Le troisième serviteur :
Pas assez ambitieux parce que pas assez confiants. Ce qui se cache derrière nos indolences et nos inerties est une pénurie de foi. Le troisième serviteur enfouit le talent parce qu’il se défie de son maître. Il le voit comme un homme dur qui moissonne là où il n’a pas semé. Ce serviteur ne croyant pas en l’amour ne peut rencontrer l’amour. Thérèse de Lisieux disait que Dieu se comporte avec nous selon l’image que nous nous faisons de lui : Vous croyez en un maître dur ? Eh bien vous aurez affaire à un maître dur… C’est bien ce qui arrive dans la parabole.
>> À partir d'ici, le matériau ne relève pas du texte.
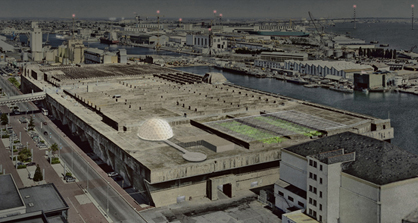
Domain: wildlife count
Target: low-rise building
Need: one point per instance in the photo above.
(97, 56)
(42, 203)
(348, 178)
(282, 56)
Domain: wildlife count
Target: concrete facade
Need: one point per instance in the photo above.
(86, 104)
(342, 186)
(36, 42)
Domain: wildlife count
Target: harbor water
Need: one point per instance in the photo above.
(401, 108)
(399, 36)
(55, 42)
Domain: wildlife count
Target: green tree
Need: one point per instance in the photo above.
(54, 148)
(38, 174)
(4, 120)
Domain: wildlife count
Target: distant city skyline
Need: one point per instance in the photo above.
(204, 9)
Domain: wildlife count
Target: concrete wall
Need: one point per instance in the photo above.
(398, 200)
(167, 197)
(331, 203)
(358, 200)
(293, 169)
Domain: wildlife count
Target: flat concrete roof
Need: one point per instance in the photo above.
(44, 198)
(146, 96)
(9, 193)
(376, 161)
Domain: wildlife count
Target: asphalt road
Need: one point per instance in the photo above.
(101, 189)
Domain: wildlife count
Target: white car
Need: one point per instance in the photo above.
(112, 174)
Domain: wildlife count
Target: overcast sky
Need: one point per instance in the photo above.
(204, 8)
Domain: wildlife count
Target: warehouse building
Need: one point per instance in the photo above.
(208, 136)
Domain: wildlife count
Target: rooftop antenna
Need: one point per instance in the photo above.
(73, 26)
(412, 8)
(214, 14)
(158, 33)
(354, 8)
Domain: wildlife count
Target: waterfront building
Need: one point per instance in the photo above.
(283, 56)
(135, 29)
(375, 80)
(71, 53)
(225, 138)
(323, 68)
(202, 43)
(6, 47)
(97, 56)
(161, 40)
(268, 64)
(252, 46)
(348, 178)
(36, 42)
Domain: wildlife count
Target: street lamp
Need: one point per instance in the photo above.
(107, 198)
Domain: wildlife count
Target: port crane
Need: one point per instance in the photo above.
(321, 41)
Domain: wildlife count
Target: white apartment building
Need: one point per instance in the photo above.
(323, 68)
(203, 41)
(348, 178)
(36, 42)
(268, 64)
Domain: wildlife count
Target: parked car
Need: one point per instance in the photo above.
(70, 179)
(113, 174)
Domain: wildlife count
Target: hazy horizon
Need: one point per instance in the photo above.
(231, 9)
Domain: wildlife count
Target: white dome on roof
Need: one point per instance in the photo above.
(155, 129)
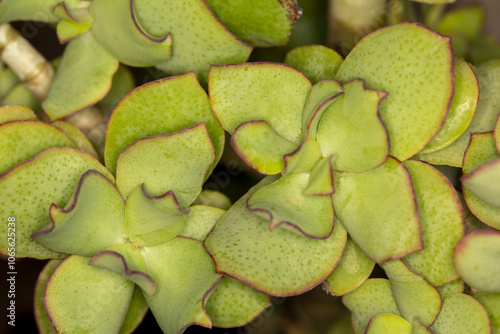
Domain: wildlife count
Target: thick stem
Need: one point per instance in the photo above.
(29, 65)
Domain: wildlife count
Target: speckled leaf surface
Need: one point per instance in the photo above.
(16, 112)
(234, 304)
(116, 27)
(153, 220)
(387, 323)
(351, 129)
(158, 108)
(276, 262)
(462, 314)
(261, 147)
(85, 299)
(371, 298)
(442, 222)
(91, 221)
(191, 50)
(176, 265)
(271, 92)
(284, 203)
(266, 22)
(477, 260)
(481, 151)
(488, 75)
(415, 296)
(82, 78)
(379, 210)
(417, 103)
(23, 140)
(48, 183)
(180, 162)
(462, 109)
(353, 270)
(317, 62)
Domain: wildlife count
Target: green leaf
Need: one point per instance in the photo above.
(387, 323)
(157, 108)
(277, 262)
(262, 23)
(373, 297)
(317, 62)
(379, 210)
(398, 60)
(284, 203)
(23, 140)
(16, 113)
(462, 109)
(442, 220)
(153, 220)
(85, 299)
(179, 162)
(481, 151)
(477, 260)
(271, 92)
(82, 78)
(351, 129)
(184, 275)
(261, 147)
(234, 304)
(44, 181)
(462, 314)
(353, 270)
(91, 221)
(116, 27)
(415, 296)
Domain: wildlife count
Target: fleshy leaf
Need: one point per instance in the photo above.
(16, 113)
(488, 75)
(272, 92)
(153, 220)
(481, 151)
(304, 158)
(179, 162)
(277, 262)
(42, 320)
(317, 62)
(387, 323)
(184, 275)
(48, 183)
(491, 303)
(116, 27)
(442, 222)
(261, 147)
(82, 78)
(371, 298)
(353, 270)
(462, 109)
(321, 181)
(91, 221)
(351, 129)
(267, 22)
(462, 314)
(85, 299)
(418, 103)
(284, 203)
(477, 260)
(200, 221)
(22, 140)
(379, 211)
(234, 304)
(415, 296)
(158, 108)
(126, 260)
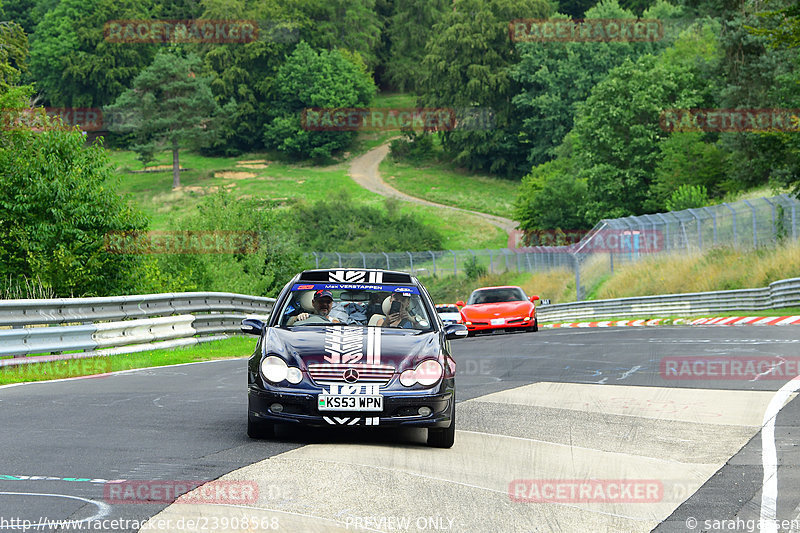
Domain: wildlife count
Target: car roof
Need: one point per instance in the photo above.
(357, 275)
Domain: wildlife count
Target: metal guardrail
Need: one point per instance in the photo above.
(119, 324)
(784, 293)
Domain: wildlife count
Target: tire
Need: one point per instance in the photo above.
(444, 437)
(259, 429)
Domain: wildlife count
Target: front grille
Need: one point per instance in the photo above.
(367, 373)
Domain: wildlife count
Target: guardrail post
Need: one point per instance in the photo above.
(755, 227)
(714, 218)
(735, 237)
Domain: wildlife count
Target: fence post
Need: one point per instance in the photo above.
(755, 227)
(666, 223)
(714, 218)
(735, 237)
(794, 217)
(774, 229)
(699, 228)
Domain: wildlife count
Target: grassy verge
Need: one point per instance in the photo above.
(444, 184)
(714, 270)
(233, 347)
(669, 319)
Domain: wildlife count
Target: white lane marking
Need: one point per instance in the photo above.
(769, 456)
(463, 484)
(119, 372)
(103, 509)
(629, 372)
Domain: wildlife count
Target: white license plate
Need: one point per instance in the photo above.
(350, 402)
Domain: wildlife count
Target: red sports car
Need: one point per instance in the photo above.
(499, 308)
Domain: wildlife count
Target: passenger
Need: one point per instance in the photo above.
(322, 304)
(402, 318)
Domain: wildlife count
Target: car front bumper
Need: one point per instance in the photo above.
(398, 409)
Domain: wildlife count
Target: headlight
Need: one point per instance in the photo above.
(274, 369)
(427, 373)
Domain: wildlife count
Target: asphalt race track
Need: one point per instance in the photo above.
(558, 406)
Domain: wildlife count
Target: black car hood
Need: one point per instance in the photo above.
(399, 348)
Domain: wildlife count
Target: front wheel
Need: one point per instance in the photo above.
(259, 429)
(444, 437)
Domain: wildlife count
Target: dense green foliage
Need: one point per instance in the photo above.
(311, 79)
(339, 225)
(57, 204)
(169, 107)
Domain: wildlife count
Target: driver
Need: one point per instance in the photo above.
(322, 303)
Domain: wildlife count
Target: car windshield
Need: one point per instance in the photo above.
(362, 305)
(506, 294)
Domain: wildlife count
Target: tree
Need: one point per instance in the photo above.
(618, 130)
(555, 77)
(410, 27)
(57, 204)
(169, 106)
(73, 64)
(468, 64)
(13, 54)
(550, 198)
(686, 158)
(315, 79)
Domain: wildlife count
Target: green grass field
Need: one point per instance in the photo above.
(444, 184)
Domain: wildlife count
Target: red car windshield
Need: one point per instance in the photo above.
(488, 296)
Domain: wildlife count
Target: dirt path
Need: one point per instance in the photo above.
(364, 171)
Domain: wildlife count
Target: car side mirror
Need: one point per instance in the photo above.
(252, 326)
(455, 331)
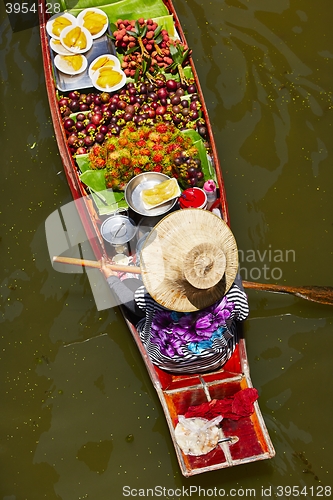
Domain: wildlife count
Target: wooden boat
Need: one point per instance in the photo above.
(242, 441)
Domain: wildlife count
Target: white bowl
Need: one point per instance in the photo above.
(80, 20)
(49, 24)
(107, 88)
(133, 194)
(62, 65)
(58, 47)
(110, 57)
(76, 50)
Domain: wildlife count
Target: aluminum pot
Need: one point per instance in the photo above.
(118, 229)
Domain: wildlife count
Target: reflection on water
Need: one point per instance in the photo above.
(80, 418)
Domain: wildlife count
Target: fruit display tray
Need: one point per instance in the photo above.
(100, 46)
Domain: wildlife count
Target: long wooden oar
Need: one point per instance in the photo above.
(320, 294)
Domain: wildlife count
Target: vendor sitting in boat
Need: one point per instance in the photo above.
(191, 297)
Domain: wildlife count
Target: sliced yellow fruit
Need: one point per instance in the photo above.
(75, 38)
(108, 78)
(164, 191)
(74, 61)
(103, 62)
(59, 24)
(94, 22)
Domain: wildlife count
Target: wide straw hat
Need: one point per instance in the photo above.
(189, 260)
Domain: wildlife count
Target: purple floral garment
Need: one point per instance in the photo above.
(171, 331)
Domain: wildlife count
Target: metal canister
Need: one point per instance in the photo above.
(118, 229)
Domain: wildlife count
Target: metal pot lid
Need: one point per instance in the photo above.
(118, 229)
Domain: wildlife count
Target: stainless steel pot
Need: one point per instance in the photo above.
(118, 229)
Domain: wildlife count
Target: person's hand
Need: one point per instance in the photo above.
(106, 270)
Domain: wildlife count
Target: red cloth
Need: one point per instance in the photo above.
(235, 407)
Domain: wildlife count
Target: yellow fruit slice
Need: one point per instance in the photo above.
(94, 22)
(74, 61)
(160, 193)
(108, 78)
(103, 62)
(75, 38)
(59, 24)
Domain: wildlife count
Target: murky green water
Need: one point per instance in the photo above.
(79, 418)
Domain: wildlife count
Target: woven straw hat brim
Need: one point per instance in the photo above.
(164, 253)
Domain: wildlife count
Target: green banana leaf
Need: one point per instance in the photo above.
(106, 200)
(206, 165)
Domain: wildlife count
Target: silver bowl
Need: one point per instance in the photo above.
(135, 187)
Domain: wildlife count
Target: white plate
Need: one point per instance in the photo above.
(173, 180)
(108, 56)
(80, 20)
(49, 24)
(58, 47)
(76, 50)
(109, 89)
(62, 65)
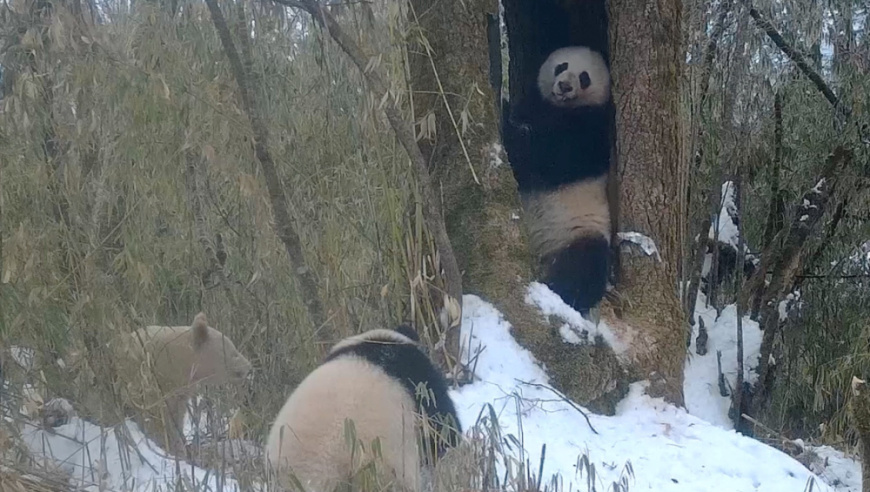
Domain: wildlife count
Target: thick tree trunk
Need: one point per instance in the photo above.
(646, 59)
(481, 218)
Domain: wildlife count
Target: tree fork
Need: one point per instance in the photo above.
(784, 262)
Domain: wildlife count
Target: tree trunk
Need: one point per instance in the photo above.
(481, 218)
(646, 61)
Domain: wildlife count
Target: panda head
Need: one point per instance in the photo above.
(573, 77)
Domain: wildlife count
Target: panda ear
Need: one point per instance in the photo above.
(200, 330)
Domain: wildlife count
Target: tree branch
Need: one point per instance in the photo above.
(283, 224)
(794, 55)
(405, 135)
(785, 262)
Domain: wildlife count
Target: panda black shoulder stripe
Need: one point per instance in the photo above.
(401, 359)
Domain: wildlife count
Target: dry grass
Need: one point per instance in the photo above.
(99, 235)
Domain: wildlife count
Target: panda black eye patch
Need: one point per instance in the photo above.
(585, 81)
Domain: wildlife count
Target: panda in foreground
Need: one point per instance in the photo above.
(384, 383)
(558, 140)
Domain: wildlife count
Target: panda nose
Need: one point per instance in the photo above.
(585, 81)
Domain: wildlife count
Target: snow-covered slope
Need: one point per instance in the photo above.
(669, 449)
(660, 447)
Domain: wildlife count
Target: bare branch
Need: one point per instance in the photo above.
(784, 263)
(283, 224)
(793, 54)
(405, 135)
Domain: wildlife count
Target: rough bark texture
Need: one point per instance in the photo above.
(646, 58)
(490, 243)
(783, 259)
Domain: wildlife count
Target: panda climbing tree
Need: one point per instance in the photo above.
(558, 143)
(594, 95)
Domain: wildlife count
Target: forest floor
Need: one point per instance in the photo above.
(647, 445)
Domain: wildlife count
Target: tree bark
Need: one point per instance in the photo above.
(785, 262)
(647, 56)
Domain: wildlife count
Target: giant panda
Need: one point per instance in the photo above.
(558, 140)
(375, 380)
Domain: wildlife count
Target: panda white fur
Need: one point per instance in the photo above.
(373, 380)
(558, 143)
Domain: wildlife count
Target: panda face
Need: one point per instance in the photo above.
(574, 76)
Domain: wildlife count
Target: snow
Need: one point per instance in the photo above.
(648, 442)
(575, 328)
(105, 459)
(667, 448)
(834, 467)
(646, 243)
(701, 386)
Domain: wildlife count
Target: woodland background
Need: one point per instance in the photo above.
(136, 185)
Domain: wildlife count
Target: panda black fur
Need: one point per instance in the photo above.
(372, 379)
(558, 141)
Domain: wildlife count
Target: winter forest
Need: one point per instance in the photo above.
(266, 179)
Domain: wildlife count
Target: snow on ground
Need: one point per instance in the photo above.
(668, 449)
(701, 385)
(835, 468)
(575, 328)
(98, 460)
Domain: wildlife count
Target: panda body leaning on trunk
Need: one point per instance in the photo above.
(558, 140)
(383, 382)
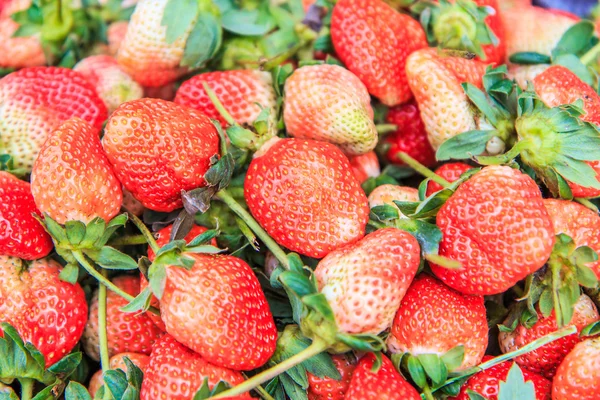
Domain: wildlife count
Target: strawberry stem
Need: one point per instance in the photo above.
(317, 347)
(423, 170)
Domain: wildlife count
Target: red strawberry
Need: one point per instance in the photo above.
(578, 376)
(127, 332)
(310, 112)
(386, 383)
(487, 382)
(496, 226)
(546, 359)
(158, 149)
(36, 101)
(304, 194)
(450, 172)
(21, 235)
(72, 178)
(365, 282)
(240, 92)
(175, 372)
(330, 389)
(373, 40)
(218, 309)
(434, 318)
(410, 137)
(46, 311)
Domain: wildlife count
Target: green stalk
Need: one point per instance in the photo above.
(317, 347)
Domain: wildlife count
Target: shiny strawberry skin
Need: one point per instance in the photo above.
(373, 40)
(72, 179)
(46, 311)
(329, 103)
(546, 359)
(434, 318)
(35, 101)
(240, 92)
(386, 383)
(410, 137)
(365, 282)
(219, 310)
(21, 235)
(496, 226)
(175, 372)
(159, 148)
(304, 194)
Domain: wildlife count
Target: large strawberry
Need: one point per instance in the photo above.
(21, 235)
(304, 194)
(72, 178)
(546, 359)
(390, 257)
(175, 372)
(434, 319)
(384, 383)
(374, 40)
(35, 101)
(310, 113)
(46, 311)
(159, 148)
(496, 226)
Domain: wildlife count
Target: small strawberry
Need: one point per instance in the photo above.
(385, 383)
(310, 113)
(112, 84)
(487, 383)
(496, 226)
(127, 332)
(546, 359)
(304, 194)
(373, 40)
(175, 372)
(36, 101)
(46, 311)
(410, 137)
(365, 282)
(158, 148)
(72, 178)
(578, 376)
(21, 235)
(434, 319)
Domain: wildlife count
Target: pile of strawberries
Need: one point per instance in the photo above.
(351, 199)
En fait, l’obstacle se trouve bien du côté de l’homme : c’est lui qui se ferme à l’amour, à cet amour dont il refuse la visite en ne croyant pas à son existence. En enterrant le talent, c’est l’amour que le troisième serviteur a enterré. L’amour ? C’est Dieu lui-même. Tout cela préfigure la Passion et la mise au tombeau. Mais l’Amour nous donne alors cette vie que nous voulions lui prendre et par cet ultime don il a le dernier mot. Le nouvel Adam renaît de la poussière et entre dans la joie de Dieu. Chacun de nous est appelé à reparcourir cet itinéraire d’un nouvel Exode. Le troisième serviteur, lui, n’est pas invité à entrer mais il est au contraire « jeté dehors ». Surprenant et déconcertant ? Le Fils de l’homme n’est-il pas venu chercher et sauver ce qui était perdu (Luc 19,10) ? Nous retrouvons là une des lignes des évangiles, en contradiction avec les annonces du salut universel. Jésus révèle là ce qui devrait normalement se passer. Finalement, c’est lui qui sera jeté « hors du camp », hors de la ville des hommes (voir Hébreux 13,12-14). Dépouillé de tout ce qu’il a, il donnera sa vie pour nous la transmettre. Il prend la place du troisième serviteur.